Указ с росписью по особому высочайшему повелению был напечатан в московских газетах 14 ноября; но петербургский Сенат, получив его 16 числа, обнародовал только 20-го. В этот промежуток времени московские газеты пришли в Петербург с эстафетой 17 числа, и на другой день, естественно, все здешние купцы устремились к очистке своих товаров по старому еще тарифу, до официального получения в таможне сенатского указа о 12 1/2-процентной надбавке. Таким образом, 18-го петербургская таможня успела принять необыкновенное количество денег, именно до 700 тысяч рублей, и прекратила свои действия, по закону, только с наступлением ночи. Но в то же время директор департамента внешней торговли (Дмитрий Гаврилович Бибиков, бывший впоследствии министром внутренних дел) из опасения, чтобы в следующий день не очистили по прежней пошлине еще большего количества товаров, предписал таможне с наступающего утра взимать уже прибавочные проценты, ссылаясь на распоряжение, сделанное министром финансов в Москве о взимании этих процентов с напечатания указа в тамошних газетах.
Между тем, обратное действие указа 11 ноября, т. е. распространение установленных им прибавочных пошлин на товары, находившиеся уже в пакгаузах во время его издания, не могло не возбудить ропота купечества, отозвавшегося и в других классах. Все это очень скоро дошло до сведения государя, и он велел министру финансов представить «о причинах, побудивших к сему постановлению», что Канкрин и исполнил 2 декабря. Объяснение его состояло в том, касательно формы, что первоначальным поводом к жалобам послужило позднее распубликование Сенатом указа, а касательно самого содержания меры — что купец излишек заплаченной им пошлины во всяком случае выручит с публики, а тот, у которого есть товар, очищенный старой пошлиной, получит даже значительный барыш; следственно, во всех делах сего рода сталкиваются два интереса: публики и торгующих. Засим, ссылаясь на примеры прежних тарифов и на невозможность соблюсти при чрезвычайных финансовых мерах строгие начала общей уравнительности, министр замечал, что и с достоинством правительства едва ли совместно, вняв домогательствам частных лиц, отменить только что изданный закон.
По высочайшему повелению все это было рассмотрено в Совете не далее как на следующий день (3 декабря). Журнал свой Совет начинал изложением причин, бывших поводом к неосмотрительному пропуску им предложенной министром финансов меры, основывая свои оправдания на том: 1) что представление министра получено было в такое время, когда Совет занимался по два и по три раза в неделю законом о дворянских выборах; 2) что министр требовал издания указа непременно в ноябре; 3) что в представлении его не было упомянуто о распространении надбавочных 12 1/2 процентов на товары, находившиеся уже в таможнях; 4) что и расчет министра о усилении доходов по сей части на 1832 год основан был только на годовой сложности, без причисления какого-либо единовременного сбора с товаров, уже сложенных в таможнях; 5) что по всему этому Совет не обратил особенного внимания на примечания к росписи, где обыкновенно излагаются только простой распорядок исполнения и некоторые исключения из общих правил, но где в настоящем случае сверх ожидания оказался, как теперь видно, предмет, требовавший по своей важности и другого изложения и места не в примечаниях, а в самом представлении, чтобы возбудить соответственно тому особые рассуждения.

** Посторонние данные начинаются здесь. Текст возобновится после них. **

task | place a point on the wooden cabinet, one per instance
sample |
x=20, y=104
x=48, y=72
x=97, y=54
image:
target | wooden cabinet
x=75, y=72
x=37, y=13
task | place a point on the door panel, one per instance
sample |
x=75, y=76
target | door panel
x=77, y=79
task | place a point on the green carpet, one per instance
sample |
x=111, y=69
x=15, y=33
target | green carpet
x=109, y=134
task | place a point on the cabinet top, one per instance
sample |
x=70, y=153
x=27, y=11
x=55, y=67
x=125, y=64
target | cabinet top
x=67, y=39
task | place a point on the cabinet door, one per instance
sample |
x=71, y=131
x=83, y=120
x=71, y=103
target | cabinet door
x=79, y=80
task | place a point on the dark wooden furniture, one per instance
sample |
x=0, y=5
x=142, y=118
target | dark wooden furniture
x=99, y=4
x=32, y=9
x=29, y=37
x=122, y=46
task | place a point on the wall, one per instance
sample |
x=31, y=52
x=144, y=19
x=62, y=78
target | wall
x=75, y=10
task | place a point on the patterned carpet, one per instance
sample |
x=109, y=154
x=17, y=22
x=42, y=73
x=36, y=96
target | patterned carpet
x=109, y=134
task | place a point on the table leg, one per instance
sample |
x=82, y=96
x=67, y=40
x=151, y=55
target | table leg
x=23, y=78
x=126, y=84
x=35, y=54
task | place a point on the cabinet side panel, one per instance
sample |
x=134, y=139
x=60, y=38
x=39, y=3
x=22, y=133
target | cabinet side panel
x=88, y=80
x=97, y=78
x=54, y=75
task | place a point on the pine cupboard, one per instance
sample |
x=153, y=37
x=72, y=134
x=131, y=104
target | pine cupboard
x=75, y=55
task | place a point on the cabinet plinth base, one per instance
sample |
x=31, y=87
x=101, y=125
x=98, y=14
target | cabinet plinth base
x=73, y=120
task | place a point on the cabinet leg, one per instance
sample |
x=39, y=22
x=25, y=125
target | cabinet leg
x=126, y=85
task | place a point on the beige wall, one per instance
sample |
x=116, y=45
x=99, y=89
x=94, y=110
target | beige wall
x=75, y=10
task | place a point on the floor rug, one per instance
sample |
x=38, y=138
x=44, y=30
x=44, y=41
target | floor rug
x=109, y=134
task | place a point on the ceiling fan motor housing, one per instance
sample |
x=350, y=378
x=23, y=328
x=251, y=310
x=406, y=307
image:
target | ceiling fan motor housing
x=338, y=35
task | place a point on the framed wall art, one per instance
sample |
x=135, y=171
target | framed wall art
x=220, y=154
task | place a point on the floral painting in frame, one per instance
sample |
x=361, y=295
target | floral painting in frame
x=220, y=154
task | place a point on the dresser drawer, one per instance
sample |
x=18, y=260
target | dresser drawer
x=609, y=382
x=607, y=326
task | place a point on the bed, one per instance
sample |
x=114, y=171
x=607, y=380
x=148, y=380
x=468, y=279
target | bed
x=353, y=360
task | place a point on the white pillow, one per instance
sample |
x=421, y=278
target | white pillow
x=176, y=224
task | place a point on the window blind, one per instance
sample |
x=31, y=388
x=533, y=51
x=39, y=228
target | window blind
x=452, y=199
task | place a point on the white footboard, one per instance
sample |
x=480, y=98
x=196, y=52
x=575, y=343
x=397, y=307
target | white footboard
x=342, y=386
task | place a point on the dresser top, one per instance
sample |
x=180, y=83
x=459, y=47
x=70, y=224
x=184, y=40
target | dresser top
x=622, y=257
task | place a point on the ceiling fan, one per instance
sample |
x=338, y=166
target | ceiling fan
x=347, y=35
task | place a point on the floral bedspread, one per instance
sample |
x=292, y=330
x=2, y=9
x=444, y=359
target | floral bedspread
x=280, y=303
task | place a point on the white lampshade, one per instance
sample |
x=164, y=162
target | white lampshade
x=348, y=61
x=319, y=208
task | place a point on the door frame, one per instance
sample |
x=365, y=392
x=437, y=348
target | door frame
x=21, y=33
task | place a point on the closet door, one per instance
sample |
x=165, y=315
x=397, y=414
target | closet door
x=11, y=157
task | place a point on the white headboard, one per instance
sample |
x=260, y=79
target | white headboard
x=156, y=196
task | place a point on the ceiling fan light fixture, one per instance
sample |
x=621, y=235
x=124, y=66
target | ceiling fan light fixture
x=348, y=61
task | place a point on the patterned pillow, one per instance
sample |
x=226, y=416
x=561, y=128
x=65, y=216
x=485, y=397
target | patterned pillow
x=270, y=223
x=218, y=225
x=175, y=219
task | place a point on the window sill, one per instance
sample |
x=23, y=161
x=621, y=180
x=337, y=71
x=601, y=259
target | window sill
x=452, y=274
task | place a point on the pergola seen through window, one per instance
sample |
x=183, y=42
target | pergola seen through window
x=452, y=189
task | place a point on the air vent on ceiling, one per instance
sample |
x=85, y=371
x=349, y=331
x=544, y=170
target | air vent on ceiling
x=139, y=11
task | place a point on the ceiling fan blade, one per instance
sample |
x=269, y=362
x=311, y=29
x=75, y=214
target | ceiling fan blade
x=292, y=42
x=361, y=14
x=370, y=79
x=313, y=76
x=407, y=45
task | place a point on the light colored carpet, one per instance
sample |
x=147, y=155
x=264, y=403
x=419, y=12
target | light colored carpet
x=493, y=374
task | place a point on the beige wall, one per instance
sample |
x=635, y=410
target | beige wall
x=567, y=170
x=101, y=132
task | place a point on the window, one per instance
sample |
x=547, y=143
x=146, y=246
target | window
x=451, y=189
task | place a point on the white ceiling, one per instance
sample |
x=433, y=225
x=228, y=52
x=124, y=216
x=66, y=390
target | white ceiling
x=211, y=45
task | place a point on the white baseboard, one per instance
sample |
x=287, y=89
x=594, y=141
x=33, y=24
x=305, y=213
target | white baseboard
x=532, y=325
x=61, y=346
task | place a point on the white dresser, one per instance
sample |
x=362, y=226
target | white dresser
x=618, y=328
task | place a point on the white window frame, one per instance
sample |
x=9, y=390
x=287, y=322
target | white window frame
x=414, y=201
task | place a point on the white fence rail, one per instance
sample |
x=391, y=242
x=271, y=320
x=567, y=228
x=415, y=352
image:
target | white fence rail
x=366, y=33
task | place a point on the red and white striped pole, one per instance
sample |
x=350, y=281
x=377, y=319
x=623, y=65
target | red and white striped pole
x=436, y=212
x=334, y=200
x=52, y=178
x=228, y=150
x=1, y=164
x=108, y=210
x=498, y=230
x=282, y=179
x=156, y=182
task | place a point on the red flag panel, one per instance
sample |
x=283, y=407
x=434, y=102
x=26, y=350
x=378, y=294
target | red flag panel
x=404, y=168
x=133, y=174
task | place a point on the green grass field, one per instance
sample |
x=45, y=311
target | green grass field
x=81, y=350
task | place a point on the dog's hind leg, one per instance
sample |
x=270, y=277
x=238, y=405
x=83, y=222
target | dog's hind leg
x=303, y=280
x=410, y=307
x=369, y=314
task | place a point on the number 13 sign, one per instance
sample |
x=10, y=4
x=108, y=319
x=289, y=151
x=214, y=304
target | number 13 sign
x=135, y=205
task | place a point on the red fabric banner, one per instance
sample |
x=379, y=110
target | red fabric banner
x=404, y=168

Перейдя от сего к существу дела, Совет представил в своем журнале сильные опровержения против доводов министра и заключил тем, что подобные меры, противореча справедливости и самой пользе государства, отнюдь не должны быть допускаемы; почему и надлежит изъять от 12 1/2-процентной надбавки все товары, поступившие в таможни до получения в них указа 11 ноября, и даже возвратить эту надбавку тем из торгующих, с которых она была уже взыскана.
Составленный на сем основании новый указ был подписан 7 декабря: но перед тем еще, и именно 5-го числа, председатель Совета Кочубей получил следующий рескрипт, написанный весь, от начала до конца, собственной рукой государя:
«Граф, Виктор Павлович!
Вам, как председателю Государственного Совета и Комитета министров, и не только по сему званию, но и по личным вашим достоинствам облеченному всею моею доверенностью, известно в полной мере постоянно обращаемое мною внимание на представления сих мест, учрежденных для совещания о важнейших делах управления и законодательства. Всякое мнение, всякое замечание, клонящееся к охранению справедливости или к пользе общей, я принимаю с живейшим удовольствием как несомненный, лучший знак верноподданнического ко мне и престолу моему усердия. Не вправе ли я надеяться, что Государственный Совет, составленный из людей, заслуживших мое особенное благоволение, никогда не ослабнет в усилиях и старании избегать всего, могущего навлечь на него нарекание в неосмотрительности?
К сожалению, я должен заметить случай, в коем сие справедливое ожидание не исполнилось.